The dual (AO/EB) staining technique was extensively used to distinguish the nuclear damages mediated by apoptosis. The apoptosis stimulating capacity of sample agents is usually examined via AO/EB staining assay. This technique can distinctly differentiate the various stages of apoptosis (Gherghi et al., 2003). DAPI staining is commonly used to detect the DNA fragmentation and nuclear condensation directly linked to the apoptotic process (Vandghanooni et al., 2013). In this work, we noticed that the Rhaponticin administered MG-63 cells were possessed increased apoptotic cell death and nuclear damages, which evidenced by the AO/EB (Fig. 4) and DAPI staining (Fig. 6). The Rhaponticin treatment also revealed reduced cell adhesion (Fig. 7) and cell migration (Fig. 8) of osteosarcoma cells.

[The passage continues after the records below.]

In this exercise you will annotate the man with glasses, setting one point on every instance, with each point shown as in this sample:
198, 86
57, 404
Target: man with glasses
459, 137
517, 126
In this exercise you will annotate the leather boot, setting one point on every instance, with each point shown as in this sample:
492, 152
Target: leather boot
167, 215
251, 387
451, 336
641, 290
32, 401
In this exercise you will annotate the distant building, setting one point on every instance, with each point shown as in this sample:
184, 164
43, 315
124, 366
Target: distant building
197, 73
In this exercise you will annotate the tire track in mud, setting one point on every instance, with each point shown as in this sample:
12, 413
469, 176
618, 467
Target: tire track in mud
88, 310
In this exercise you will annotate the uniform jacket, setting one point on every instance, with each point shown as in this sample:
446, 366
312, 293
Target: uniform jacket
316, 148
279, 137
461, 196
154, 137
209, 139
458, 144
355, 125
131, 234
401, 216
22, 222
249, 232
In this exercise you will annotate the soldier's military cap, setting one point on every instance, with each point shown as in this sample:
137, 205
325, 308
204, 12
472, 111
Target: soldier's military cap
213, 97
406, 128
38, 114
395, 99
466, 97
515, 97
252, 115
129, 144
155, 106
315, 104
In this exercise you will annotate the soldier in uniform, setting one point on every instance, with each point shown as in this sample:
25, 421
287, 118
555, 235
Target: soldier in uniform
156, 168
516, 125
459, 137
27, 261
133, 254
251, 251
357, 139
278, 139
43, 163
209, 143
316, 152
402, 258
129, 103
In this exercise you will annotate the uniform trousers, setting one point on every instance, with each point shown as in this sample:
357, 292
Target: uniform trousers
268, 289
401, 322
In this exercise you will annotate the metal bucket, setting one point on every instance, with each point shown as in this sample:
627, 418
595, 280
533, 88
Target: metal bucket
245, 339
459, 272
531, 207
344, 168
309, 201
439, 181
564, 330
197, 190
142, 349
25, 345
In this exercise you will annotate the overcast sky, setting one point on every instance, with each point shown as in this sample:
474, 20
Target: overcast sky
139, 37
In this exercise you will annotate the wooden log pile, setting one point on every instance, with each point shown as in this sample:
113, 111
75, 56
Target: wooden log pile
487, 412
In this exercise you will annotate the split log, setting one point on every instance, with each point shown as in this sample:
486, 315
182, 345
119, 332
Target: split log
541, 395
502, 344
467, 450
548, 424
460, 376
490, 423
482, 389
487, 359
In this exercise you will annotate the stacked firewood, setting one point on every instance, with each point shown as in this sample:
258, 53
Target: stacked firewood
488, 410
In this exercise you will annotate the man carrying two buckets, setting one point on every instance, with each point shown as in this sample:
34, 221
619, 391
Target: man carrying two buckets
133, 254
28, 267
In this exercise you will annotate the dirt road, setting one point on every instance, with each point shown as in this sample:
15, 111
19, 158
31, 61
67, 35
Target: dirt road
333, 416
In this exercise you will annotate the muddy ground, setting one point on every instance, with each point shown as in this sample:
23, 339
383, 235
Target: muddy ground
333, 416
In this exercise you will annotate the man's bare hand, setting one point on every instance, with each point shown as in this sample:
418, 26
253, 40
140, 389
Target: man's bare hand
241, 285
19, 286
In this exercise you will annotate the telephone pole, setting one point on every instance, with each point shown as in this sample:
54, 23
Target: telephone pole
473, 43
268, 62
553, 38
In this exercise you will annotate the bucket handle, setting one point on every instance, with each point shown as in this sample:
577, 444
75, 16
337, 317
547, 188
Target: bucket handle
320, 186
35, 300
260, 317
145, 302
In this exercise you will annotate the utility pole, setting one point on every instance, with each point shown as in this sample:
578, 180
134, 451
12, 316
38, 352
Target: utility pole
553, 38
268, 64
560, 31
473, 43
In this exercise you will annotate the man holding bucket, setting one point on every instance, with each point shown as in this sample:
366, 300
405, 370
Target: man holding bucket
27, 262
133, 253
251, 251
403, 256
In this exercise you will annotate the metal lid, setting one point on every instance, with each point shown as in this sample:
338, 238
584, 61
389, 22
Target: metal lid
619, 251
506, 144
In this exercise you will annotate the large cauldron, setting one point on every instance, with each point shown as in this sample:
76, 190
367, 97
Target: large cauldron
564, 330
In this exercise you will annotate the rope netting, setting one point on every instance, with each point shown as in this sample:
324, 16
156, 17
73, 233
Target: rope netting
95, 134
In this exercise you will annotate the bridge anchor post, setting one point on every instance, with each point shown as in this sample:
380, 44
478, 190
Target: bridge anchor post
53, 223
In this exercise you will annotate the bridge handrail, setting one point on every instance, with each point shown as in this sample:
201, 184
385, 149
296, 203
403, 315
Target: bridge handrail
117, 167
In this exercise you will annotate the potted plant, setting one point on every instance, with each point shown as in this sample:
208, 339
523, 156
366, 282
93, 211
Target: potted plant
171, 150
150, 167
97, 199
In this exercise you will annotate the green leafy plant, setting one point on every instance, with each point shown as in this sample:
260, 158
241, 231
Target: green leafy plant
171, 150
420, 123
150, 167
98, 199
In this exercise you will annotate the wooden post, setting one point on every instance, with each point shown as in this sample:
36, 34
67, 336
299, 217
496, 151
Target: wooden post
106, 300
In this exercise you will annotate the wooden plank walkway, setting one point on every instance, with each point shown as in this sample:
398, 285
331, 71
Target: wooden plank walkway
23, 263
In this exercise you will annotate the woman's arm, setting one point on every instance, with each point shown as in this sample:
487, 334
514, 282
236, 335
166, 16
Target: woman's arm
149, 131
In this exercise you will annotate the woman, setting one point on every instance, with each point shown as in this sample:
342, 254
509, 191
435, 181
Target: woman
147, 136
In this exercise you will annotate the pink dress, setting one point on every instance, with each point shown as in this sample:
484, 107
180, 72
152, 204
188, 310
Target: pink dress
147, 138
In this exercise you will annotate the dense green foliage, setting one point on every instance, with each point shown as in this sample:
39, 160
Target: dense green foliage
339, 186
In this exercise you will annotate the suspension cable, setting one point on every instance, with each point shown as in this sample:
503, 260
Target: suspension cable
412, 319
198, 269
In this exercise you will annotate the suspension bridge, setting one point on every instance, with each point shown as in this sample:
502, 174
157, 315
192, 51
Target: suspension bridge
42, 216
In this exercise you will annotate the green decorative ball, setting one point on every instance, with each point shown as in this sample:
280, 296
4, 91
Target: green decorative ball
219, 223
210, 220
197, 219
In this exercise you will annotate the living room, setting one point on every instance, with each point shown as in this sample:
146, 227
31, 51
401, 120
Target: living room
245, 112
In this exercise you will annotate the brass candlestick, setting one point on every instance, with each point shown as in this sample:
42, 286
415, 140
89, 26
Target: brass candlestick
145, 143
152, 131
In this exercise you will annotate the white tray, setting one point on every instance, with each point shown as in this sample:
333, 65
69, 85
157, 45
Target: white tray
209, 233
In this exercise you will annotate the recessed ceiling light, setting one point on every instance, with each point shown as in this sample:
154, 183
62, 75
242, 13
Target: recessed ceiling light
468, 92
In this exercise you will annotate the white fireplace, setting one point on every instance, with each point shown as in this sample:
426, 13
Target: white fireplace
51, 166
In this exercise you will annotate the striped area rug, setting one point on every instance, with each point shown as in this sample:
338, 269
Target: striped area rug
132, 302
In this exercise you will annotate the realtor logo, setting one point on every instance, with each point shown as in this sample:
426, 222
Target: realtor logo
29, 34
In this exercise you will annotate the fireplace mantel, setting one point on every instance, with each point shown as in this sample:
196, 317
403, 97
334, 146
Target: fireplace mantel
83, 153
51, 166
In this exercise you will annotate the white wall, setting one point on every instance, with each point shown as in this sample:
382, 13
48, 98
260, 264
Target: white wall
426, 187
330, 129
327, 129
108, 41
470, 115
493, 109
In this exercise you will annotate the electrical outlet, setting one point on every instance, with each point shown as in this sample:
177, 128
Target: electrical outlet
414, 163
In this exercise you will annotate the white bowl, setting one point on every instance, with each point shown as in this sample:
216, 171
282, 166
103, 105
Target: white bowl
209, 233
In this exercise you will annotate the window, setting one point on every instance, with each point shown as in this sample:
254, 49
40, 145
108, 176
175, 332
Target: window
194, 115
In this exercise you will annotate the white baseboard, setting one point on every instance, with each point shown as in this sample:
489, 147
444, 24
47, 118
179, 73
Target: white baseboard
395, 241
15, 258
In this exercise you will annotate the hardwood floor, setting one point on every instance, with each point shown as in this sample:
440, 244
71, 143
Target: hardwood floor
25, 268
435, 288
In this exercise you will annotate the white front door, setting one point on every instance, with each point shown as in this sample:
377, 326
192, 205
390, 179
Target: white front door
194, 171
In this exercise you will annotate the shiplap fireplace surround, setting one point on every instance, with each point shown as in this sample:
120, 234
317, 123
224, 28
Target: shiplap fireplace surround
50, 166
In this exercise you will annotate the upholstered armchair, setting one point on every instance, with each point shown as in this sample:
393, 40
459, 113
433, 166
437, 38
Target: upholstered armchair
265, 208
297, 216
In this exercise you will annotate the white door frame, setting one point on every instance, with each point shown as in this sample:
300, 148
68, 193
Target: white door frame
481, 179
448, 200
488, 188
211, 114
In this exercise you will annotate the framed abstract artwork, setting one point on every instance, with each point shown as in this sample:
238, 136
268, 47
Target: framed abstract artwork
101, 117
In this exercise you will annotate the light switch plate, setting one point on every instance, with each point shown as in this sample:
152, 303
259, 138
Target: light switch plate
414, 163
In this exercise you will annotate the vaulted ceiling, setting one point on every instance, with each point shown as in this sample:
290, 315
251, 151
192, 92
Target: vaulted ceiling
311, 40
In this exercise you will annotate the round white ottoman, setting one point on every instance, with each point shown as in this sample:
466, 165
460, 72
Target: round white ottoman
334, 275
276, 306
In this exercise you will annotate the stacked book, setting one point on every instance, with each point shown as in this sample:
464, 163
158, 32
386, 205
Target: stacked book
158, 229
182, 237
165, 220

Akt protein mediates the activities of numerous substrates implicated in cell multiplication, the advancement of the cell cycle, and growth. It was stated in recent decades that PI3K/Akt signaling cascade is modified in several human cancers. Inhibition of the Akt signaling cascade may cause cancer cell necrosis (Zhang et al., 2017). PI3K/AKT/mTOR cascade is reported as an imperative cascade in cancer progression implicated with cell multiplication, cell cycle, and tumor development (Dey et al., 2017). In some ailments like cancer, this cascade's stimulation could diminish the apoptosis and speed up the metastasis (Pierobon et al., 2017). PI3K/AKT/mTOR pathway is mainly concerned with cell multiplication, invasion, improves cell cycle progression, and mediates autophagy and apoptosis (Liu et al., 2019). The activation of PI3K possesses consistent biological effects (Gao et al., 2018, Liu et al., 2018). It was already identified that the disordered PI3K/AKT/mTOR cascade tightly allied with the cell growth in osteosarcoma (Keremu et al., 2017). Interestingly, in this investigation, we found that the PI3K/AKT/mTOR signaling cascade was appreciably down-regulated in the Rhaponticin administered MG-63 cells (Fig. 9). The potent anti-proliferative capacity and triggering of apoptosis in MG-63 cells via Rhaponticin could be because of the hindering of PI3K-Akt-mTOR signaling cascade in the MG-63 cells.

Conclusion

Our outcomes from this research work revealed that the Rhaponticin possessed cytotoxic and apoptotic effects against the MG-63 cells. The outcomes proved that the Rhaponticin diminished the cell viability, elevated the intercellular ROS accumulation, and reduced the MMP, thereby promoting apoptotic cell death in MG-63 cells. Rhaponticin effectively inhibited the PI3K/AKT/mTOR cascade in the MG-63 cells. These outcomes proved that the Rhaponticin can be a hopeful chemotherapeutic agent in the future for osteosarcoma treatment. However, further investigations are still required in the future to understand the exact curative role of Rhaponticin.

Declaration of Competing Interest

The authors declare that they have no known competing financial interests or personal relationships that could have appeared to influence the work reported in this paper.